Während „Das schwarze Auge“ in der Regel der romantisierenden Wein-Weib-Gesang-Interpretation des Mittelalters Marke Dorffest zugeneigt ist, spielt Blackguards in einer Ausgabe davon, der man gemeinhin das „finster“ voranstellt. Mit Betonung auf „stockduster“. In jener Epoche Aventuriens gibt es kein Gut gegen Böse mehr. Hier ist jeder Schurke, Mörder, Dieb. Echte Helden sind wie der G-Punkt – man hat davon gehört, aber gefunden hat noch niemand einen.

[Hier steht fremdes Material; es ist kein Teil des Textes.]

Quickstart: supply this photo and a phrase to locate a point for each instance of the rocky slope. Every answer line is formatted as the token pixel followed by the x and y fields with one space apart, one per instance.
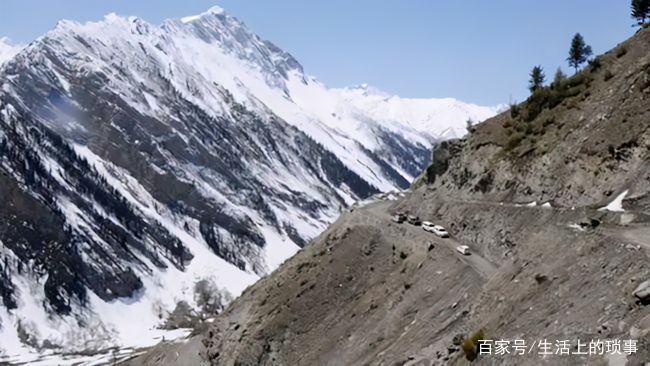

Daher ist es wenig verwunderlich, dass wir das Spiel im Folterkeller beginnen, wo wir des bestialischen Mordes an unserer Freundin verdächtigt werden. Dass wir unschuldig sind, scheint niemanden zu kümmern, sie wurde nämlich eben von einem Wolf zerfleischt, wie wir mit eigenen Augen mitansehen durften… oder doch nicht? Denn im weiteren Spielverlauf werden wir herausfinden, dass im Hintergrund eine uferlose Verschwörung ihre Fäden zieht und nichts ist, wie es zu sein scheint - wie uns Entwickler Daedalic bei einem Besuch in den gamona-Büros verriet.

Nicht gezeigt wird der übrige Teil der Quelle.